Raven:
Quote:...more about the ambient cues...the reverb that's in the recording (real or added) blends together seemlessly from the left speaker to the right speaker, with no dropouts in the middle.
Interesting. I have never heard a dropout in the middle so can't relate. But I like ambient information as a guide too. It remains a primary listening tool for refining my system/room. I learned about it from Eric Hider when they were developing the Tranquility DAC. They found the fine information a critical indicator for extracting all that Rebook had, finding 44/16 contained much more than most folks thought back then...plenty to sound alive and smooth... "analog"... if carefully revealed. With that fine information came so much more.
Here the ambience has no boundaries that I can tell, though I do hear more in front of me where the instruments are than behind. But the trails go all around including behind, and continue well beyond the walls. Feeling like being in the room of the players is enhanced by this spacial ambience, but the local stuff, the ambient info around each player is pretty huge too for me. I stopped trying to locate sound to the speakers...they look like props.

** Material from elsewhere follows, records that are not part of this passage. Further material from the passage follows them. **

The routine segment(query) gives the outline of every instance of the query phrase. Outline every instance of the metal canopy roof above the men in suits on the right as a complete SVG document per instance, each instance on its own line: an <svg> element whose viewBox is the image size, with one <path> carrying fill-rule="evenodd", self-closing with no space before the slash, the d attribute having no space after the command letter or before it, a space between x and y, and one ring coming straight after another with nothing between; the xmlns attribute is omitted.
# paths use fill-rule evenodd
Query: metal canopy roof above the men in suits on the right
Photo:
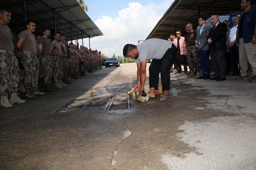
<svg viewBox="0 0 256 170"><path fill-rule="evenodd" d="M241 0L175 0L146 39L168 39L176 30L184 35L187 23L198 26L198 16L240 13L240 3Z"/></svg>

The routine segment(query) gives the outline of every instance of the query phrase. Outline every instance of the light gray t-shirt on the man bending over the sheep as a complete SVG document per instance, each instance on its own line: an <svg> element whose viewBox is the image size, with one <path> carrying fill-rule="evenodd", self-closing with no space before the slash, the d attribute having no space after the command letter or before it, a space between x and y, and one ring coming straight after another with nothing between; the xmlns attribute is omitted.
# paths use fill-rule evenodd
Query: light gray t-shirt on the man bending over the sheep
<svg viewBox="0 0 256 170"><path fill-rule="evenodd" d="M142 62L144 59L162 59L165 52L172 48L172 41L164 39L147 39L137 45L139 57L136 63Z"/></svg>

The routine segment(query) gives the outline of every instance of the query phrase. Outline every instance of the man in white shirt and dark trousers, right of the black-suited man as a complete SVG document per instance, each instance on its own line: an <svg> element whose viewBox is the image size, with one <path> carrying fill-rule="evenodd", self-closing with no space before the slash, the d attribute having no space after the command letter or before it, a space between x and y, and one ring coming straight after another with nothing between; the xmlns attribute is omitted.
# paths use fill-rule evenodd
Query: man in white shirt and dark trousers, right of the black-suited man
<svg viewBox="0 0 256 170"><path fill-rule="evenodd" d="M238 16L232 17L232 23L234 24L234 27L231 28L229 38L228 38L228 46L230 47L230 55L231 55L231 65L233 68L233 73L230 76L238 76L238 59L239 59L239 53L238 53L238 47L236 46L236 31L238 27Z"/></svg>

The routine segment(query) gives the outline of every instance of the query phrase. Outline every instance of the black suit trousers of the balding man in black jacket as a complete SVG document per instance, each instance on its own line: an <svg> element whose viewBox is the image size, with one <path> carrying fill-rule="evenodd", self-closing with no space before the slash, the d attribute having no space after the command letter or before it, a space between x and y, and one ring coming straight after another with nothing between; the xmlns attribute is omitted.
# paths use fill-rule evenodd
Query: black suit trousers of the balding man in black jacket
<svg viewBox="0 0 256 170"><path fill-rule="evenodd" d="M214 77L226 77L226 57L225 50L210 49L210 57L214 68Z"/></svg>

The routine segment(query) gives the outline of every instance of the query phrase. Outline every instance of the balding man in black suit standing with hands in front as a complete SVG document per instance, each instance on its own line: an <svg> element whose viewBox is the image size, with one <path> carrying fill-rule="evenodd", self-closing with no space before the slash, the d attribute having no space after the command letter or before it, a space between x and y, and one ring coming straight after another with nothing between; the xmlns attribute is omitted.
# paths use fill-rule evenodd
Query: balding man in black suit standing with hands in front
<svg viewBox="0 0 256 170"><path fill-rule="evenodd" d="M213 27L207 35L207 41L210 44L210 56L214 68L214 77L210 80L226 80L226 33L227 25L221 23L218 15L211 17Z"/></svg>

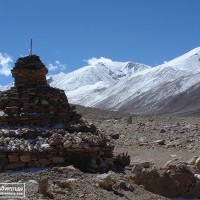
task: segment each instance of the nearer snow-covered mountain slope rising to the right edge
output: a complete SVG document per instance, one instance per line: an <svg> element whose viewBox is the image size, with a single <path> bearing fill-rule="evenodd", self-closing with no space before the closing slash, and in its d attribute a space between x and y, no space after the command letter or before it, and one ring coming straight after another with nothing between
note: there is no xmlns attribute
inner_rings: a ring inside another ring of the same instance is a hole
<svg viewBox="0 0 200 200"><path fill-rule="evenodd" d="M91 106L132 112L155 113L172 97L200 81L200 48L154 68L134 73L108 88ZM167 110L166 110L167 112Z"/></svg>

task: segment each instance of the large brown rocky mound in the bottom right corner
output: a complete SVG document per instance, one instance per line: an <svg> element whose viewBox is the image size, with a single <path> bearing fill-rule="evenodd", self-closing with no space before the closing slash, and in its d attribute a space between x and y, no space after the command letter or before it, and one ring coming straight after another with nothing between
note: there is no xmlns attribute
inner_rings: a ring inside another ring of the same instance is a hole
<svg viewBox="0 0 200 200"><path fill-rule="evenodd" d="M132 170L133 171L133 170ZM184 164L168 165L161 169L134 170L136 184L153 193L174 198L200 198L200 182Z"/></svg>

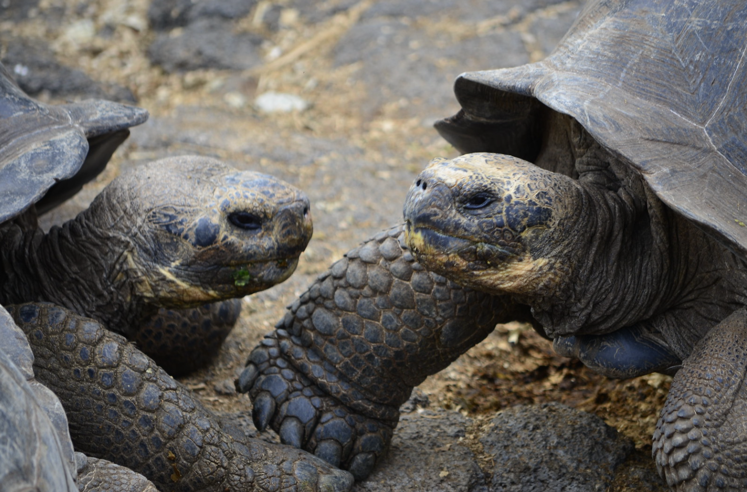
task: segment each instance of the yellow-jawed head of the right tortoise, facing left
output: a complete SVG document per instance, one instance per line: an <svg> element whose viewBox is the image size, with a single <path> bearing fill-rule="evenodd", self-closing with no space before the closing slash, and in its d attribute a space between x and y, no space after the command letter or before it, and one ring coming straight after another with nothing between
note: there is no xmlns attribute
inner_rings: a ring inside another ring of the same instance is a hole
<svg viewBox="0 0 747 492"><path fill-rule="evenodd" d="M475 289L536 295L557 283L564 193L554 173L512 156L434 159L404 207L406 242L426 268Z"/></svg>

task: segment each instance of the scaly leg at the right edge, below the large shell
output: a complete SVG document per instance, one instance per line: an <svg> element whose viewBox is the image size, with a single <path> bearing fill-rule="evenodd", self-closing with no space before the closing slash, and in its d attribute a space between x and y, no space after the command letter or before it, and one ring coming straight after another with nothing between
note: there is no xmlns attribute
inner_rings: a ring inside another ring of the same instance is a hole
<svg viewBox="0 0 747 492"><path fill-rule="evenodd" d="M675 491L747 489L747 310L698 342L675 375L654 432L659 473Z"/></svg>

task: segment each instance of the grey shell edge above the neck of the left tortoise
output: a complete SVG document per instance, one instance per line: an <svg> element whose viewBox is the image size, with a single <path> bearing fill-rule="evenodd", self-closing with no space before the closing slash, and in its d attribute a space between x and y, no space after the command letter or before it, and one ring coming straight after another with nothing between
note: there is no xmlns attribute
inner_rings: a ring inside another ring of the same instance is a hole
<svg viewBox="0 0 747 492"><path fill-rule="evenodd" d="M141 108L87 100L44 105L0 65L0 224L37 203L44 212L75 194L106 166L148 118Z"/></svg>

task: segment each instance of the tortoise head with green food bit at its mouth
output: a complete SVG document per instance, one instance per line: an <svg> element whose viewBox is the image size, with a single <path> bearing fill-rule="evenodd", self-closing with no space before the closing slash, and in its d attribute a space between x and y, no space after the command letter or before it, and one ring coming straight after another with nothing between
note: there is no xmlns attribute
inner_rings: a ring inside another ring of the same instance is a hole
<svg viewBox="0 0 747 492"><path fill-rule="evenodd" d="M90 212L93 211L93 212ZM114 283L187 307L288 278L309 244L309 199L267 174L214 159L163 159L114 179L89 212L127 246Z"/></svg>

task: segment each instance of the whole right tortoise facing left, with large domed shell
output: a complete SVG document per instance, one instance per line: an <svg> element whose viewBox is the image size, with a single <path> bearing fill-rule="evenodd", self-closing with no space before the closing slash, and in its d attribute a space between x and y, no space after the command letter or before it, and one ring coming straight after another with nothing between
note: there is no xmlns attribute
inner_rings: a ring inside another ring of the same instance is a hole
<svg viewBox="0 0 747 492"><path fill-rule="evenodd" d="M255 348L258 426L365 476L409 389L521 319L605 375L676 372L660 473L747 488L746 39L740 1L591 1L544 61L459 76L436 127L471 154L418 176L408 247L356 248Z"/></svg>

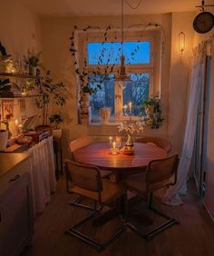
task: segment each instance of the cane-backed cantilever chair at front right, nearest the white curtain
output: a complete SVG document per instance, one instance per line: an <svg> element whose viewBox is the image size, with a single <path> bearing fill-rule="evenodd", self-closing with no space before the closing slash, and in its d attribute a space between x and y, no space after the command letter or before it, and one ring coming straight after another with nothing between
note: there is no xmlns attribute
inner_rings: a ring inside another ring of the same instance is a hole
<svg viewBox="0 0 214 256"><path fill-rule="evenodd" d="M160 233L160 231L164 231L173 224L178 223L175 219L159 212L151 205L153 192L176 183L178 163L179 158L177 153L164 159L153 160L149 163L147 172L132 175L123 181L129 191L149 201L149 209L152 212L155 212L161 217L167 219L166 222L161 223L159 226L153 228L147 233L142 233L139 228L134 226L131 222L127 224L131 227L131 230L136 231L148 240L150 240L154 235ZM172 182L171 178L173 175L174 181Z"/></svg>

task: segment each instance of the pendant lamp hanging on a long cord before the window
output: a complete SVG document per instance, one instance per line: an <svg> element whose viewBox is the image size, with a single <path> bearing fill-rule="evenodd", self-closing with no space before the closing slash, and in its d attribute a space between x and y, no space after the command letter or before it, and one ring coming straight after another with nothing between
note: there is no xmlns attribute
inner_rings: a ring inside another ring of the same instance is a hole
<svg viewBox="0 0 214 256"><path fill-rule="evenodd" d="M123 54L123 41L124 41L124 0L122 0L122 55L121 66L119 75L115 78L115 81L131 81L131 78L126 74L125 56Z"/></svg>

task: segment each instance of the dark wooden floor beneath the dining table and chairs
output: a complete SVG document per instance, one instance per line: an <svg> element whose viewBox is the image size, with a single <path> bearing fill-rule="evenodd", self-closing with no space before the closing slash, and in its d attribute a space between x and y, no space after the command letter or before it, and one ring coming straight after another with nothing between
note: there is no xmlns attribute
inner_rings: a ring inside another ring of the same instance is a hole
<svg viewBox="0 0 214 256"><path fill-rule="evenodd" d="M69 205L73 196L65 192L63 178L57 184L57 192L34 223L33 247L24 251L24 256L206 256L214 255L214 223L205 211L190 182L190 194L183 197L184 204L177 207L164 206L160 199L155 201L161 209L176 217L179 225L170 227L151 241L145 241L132 231L125 231L105 251L98 253L91 246L64 234L67 228L86 216L86 210ZM143 207L139 205L138 207ZM95 230L98 237L105 237L119 224L113 220Z"/></svg>

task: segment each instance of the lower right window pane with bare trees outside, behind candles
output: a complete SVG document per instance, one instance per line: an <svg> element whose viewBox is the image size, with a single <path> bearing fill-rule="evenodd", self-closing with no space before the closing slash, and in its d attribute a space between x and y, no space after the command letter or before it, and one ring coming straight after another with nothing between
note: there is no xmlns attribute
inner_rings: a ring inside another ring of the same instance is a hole
<svg viewBox="0 0 214 256"><path fill-rule="evenodd" d="M128 115L129 111L125 105L131 102L131 115L140 115L141 103L149 99L150 74L130 74L131 81L125 83L123 89L123 115Z"/></svg>

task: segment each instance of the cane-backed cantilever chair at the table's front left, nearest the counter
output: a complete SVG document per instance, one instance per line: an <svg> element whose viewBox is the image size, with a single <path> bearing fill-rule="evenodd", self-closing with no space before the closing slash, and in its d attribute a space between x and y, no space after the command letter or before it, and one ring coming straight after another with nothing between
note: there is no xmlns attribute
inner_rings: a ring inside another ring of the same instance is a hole
<svg viewBox="0 0 214 256"><path fill-rule="evenodd" d="M78 231L77 228L91 219L96 212L99 212L102 209L102 206L108 205L111 202L118 200L122 195L125 195L126 191L122 184L102 179L100 170L96 166L66 160L65 172L68 181L72 181L73 183L73 186L70 188L71 192L91 199L94 202L92 213L84 218L83 221L73 225L73 227L66 232L92 245L97 250L102 250L124 231L125 223L122 222L122 226L112 234L110 239L104 242L93 239L91 236ZM99 205L99 209L97 205Z"/></svg>

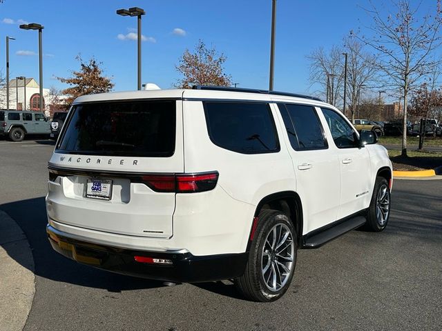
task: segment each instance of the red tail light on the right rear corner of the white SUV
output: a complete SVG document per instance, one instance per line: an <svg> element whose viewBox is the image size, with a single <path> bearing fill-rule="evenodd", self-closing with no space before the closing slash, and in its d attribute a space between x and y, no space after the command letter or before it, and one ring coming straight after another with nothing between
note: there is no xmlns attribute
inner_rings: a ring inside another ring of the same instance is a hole
<svg viewBox="0 0 442 331"><path fill-rule="evenodd" d="M218 182L218 172L200 174L149 174L142 183L155 192L193 193L213 190Z"/></svg>

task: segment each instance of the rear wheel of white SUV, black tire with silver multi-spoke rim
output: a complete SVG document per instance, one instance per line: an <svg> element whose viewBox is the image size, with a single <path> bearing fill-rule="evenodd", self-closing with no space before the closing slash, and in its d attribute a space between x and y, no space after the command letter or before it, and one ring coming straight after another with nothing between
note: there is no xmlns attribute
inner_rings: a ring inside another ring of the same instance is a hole
<svg viewBox="0 0 442 331"><path fill-rule="evenodd" d="M280 229L280 237L275 235L273 229L276 232ZM286 234L285 240L273 240L271 244L267 240L273 235L275 235L273 238L283 239ZM275 241L276 244L274 244ZM279 251L278 243L280 243ZM236 287L244 297L252 301L268 302L279 299L287 291L293 279L297 249L296 232L289 217L278 210L262 210L253 235L246 270L241 277L236 279ZM264 263L266 265L263 265ZM280 272L280 270L289 270L289 272ZM265 277L268 277L267 283ZM269 283L274 284L273 290L267 285Z"/></svg>

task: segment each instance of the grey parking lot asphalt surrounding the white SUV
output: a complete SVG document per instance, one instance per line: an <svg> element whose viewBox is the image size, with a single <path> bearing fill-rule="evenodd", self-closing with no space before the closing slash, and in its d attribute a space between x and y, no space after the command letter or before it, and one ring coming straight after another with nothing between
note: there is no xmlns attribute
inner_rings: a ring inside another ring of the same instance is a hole
<svg viewBox="0 0 442 331"><path fill-rule="evenodd" d="M23 330L442 330L441 181L394 181L384 232L356 230L301 250L285 297L253 303L229 281L168 287L53 252L44 207L52 148L0 141L0 209L35 261Z"/></svg>

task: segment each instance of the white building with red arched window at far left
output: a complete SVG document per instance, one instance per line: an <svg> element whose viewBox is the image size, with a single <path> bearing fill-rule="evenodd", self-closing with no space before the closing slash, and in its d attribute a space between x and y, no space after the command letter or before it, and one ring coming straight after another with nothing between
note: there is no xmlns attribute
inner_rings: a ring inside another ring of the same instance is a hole
<svg viewBox="0 0 442 331"><path fill-rule="evenodd" d="M9 109L11 110L40 110L39 84L33 78L17 77L9 81ZM43 89L43 105L45 112L49 110L46 101L49 89ZM6 109L6 86L0 89L0 109ZM48 114L47 114L48 116Z"/></svg>

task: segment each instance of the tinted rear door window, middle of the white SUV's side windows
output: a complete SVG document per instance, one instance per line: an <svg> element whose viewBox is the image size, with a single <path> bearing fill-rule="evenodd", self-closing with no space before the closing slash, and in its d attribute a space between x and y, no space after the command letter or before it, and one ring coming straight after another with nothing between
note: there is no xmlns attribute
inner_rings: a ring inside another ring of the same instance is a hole
<svg viewBox="0 0 442 331"><path fill-rule="evenodd" d="M291 147L294 150L328 148L318 114L312 106L278 105L284 120Z"/></svg>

Fine information, including ambience and harmonics are what I was talking about in terms of solving limitations to transparency and open spaciousness. If the system and room are not limiting or overly altering what is available from the recording, complex ambient information seems to be naturally present.
Quote:When it's realy well done, you can actually hear the walls of the room the recording was made in, supersede your own walls (which is why diffusers are so important IMHO).
Ambience of the space created in the recording has always been natural sounding here, but it can be better or worse depending on how revealing my system is tuned. Hearing recorded space wall reflections shows up when it is there. I usually find it a little distracting but it does indicate that the system is not limiting potential.
Ambience filling the areas around players and fading in all directions, sort of without boundaries have been normal for me without any normal diffusers. But then I do have a lot of natural diffusion from the way my room is made; some traps and absorbers in non-obtrusive, non-traditional locations; lots of various electronic noise mitigation and vibration mitigation (pretty big players); and some other sound clarifying tools you probably doubt the reality of.
Quote:But the "wall of sound" comes from the ambient cues filling the space in front of you, projecting a 3D space inside your space.
I think I understand now, the “wall” indicating no space in the musical presentation, the ambience filling in between and around the players? I guess "a wall of sound behind the speakers" suggests being more linear to me than 3D so I was a little confused.
Pal:
Quote:I have always had good depth behind the speakers. It was soundstage in front of the speakers I lacked. Everything was pretty much behind.
Now I am more enveloped in sound which is great for these live performances. That is primarily a Regen thing
Sounds good! Does that mean there are players in front of the speakers? Here for the most part I only hear the singers and ambient/spacial information in front.